Monday, Dec. 15, 1980

Nobody Buys

Sino-American trade exhibits

It has been a curious sight. Red flags fluttered in the breeze from the top of 26-ft.-high wooden arches set incongruously near downtown San Francisco, Chicago and New York. The arches have been beckoning passers-by to the first traveling trade show of the People's Republic of China in the U.S. The exhibit opened last week in Manhattan for the capstone stop of its tour. Now that dancers, diplomats and musicians have exchanged visits, China and the U.S. are getting close-up looks at each other's products at trade fairs in the two countries.

Commerce between the two nations is still relatively small. China sent the U.S. $1 billion in goods this year, while the U.S. shipped $3.5 billion to China. In contrast, American exports to Taiwan, which is about one-fiftieth the size of China, amounted to $3 billion in just the first eight months of this year. While businessmen and bureaucrats have been eying products and exchanging visiting cards at the shows, the traveling exhibit has so far resulted in disappointingly low sales.

Last month 240 American companies went to Peking to promote their products in the fields of transportation, drilling, power generation, agriculture and the manufacture of consumer goods. Although some 200,000 Chinese visited the exhibition, many American businessmen complained that they were not the high-ranking bureaucrats they had expected. Sales made at the show were a small $21 million, and contracts for $3.8 million more were under negotiation at the close of the fair. Grumman International, for example, displayed buses, fire engines and light aluminum trucks, but it received no orders. Said Burt Stern, Grumman's senior vice president: "We found little overt interest in our products. We know it takes time, and we hope that some of the information we gave out will drift back into the right places. Maybe something will happen from there." Still, Chinese curiosity about American products was strong. Stacks of product brochures vanished in minutes. General Electric alone distributed 5 1/2 tons of literature during the 13-day show.
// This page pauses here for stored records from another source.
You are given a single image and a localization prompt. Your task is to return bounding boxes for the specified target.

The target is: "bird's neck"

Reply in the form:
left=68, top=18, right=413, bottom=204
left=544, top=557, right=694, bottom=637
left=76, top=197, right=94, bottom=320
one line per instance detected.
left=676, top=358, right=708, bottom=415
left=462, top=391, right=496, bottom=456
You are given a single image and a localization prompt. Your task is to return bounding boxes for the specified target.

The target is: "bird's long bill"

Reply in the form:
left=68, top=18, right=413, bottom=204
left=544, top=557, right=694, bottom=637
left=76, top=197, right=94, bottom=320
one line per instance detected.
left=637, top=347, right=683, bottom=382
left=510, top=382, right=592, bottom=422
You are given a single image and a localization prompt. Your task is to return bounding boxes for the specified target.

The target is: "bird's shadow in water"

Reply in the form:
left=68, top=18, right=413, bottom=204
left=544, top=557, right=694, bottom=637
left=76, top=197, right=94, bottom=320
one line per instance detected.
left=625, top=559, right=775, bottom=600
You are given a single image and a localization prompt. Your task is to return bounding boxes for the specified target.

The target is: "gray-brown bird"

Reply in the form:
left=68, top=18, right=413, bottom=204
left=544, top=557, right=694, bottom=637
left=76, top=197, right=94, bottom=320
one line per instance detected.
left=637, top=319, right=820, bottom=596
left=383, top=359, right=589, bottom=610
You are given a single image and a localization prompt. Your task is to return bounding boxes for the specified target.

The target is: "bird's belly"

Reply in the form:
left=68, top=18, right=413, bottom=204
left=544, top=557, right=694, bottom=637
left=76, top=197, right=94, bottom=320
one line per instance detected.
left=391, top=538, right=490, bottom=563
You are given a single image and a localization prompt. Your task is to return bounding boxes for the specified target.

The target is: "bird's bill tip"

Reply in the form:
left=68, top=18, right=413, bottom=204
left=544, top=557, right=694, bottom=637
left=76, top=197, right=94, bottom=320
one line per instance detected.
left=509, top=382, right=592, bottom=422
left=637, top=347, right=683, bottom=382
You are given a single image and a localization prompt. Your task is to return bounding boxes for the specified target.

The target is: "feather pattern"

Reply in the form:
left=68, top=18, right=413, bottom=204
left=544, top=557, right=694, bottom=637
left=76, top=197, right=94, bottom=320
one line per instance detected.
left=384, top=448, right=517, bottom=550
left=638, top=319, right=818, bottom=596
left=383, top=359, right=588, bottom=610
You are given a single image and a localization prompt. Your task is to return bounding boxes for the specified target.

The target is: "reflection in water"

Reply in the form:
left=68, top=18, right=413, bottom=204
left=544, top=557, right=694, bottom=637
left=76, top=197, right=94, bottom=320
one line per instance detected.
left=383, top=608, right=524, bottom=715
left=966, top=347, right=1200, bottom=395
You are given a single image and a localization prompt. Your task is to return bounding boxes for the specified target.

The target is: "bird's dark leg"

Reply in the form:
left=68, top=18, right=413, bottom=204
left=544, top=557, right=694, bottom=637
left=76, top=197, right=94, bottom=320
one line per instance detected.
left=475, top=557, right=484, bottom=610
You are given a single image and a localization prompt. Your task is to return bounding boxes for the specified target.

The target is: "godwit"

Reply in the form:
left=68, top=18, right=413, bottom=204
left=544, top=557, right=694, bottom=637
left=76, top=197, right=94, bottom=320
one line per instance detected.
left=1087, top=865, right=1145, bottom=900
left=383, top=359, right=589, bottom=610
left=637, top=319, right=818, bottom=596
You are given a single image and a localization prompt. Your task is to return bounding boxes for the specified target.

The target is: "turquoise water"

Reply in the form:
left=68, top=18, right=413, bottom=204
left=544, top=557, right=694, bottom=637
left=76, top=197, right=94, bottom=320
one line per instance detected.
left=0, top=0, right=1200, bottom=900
Crowds in U.S. cities have been equally curious about the traveling Chinese show. Western eyes are delighted by fine Peking porcelain vases, trays made of glowing cinnebar lacquer and Ching dynasty emperors' robes of embroidered yellow silk as thin as a breath of air. Visitors have also been intrigued by a large dragon vase that is said to be able to determine the severity of an earthquake by the way a set of balls rolls from the dragon's mouth into those of the eight toads below.

American businessmen, however, have been less enthusiastic about products other than handicrafts. More than 4,500 buyers representing 2,646 firms showed up at the various stops, but they have been slow to place orders. Said John Krafft, assistant vice president of the international banking office of San Francisco's Bank of America: "I wasn't overly impressed with the range and quality of products that were shown. I expected to see more light industrial exhibits, a step up from the handicrafts that everybody knows about. The Chinese definitely need a great deal of education on how to market products here."

The Chinese point out that they still cannot produce many of the goods that Americans might want to buy. Li Chuan, the leader of the trade delegation, said candidly, "We are not another Japan. We want to export our things to America to be able to import the technology we need." One conclusion: developing U.S.China trade could be a long march.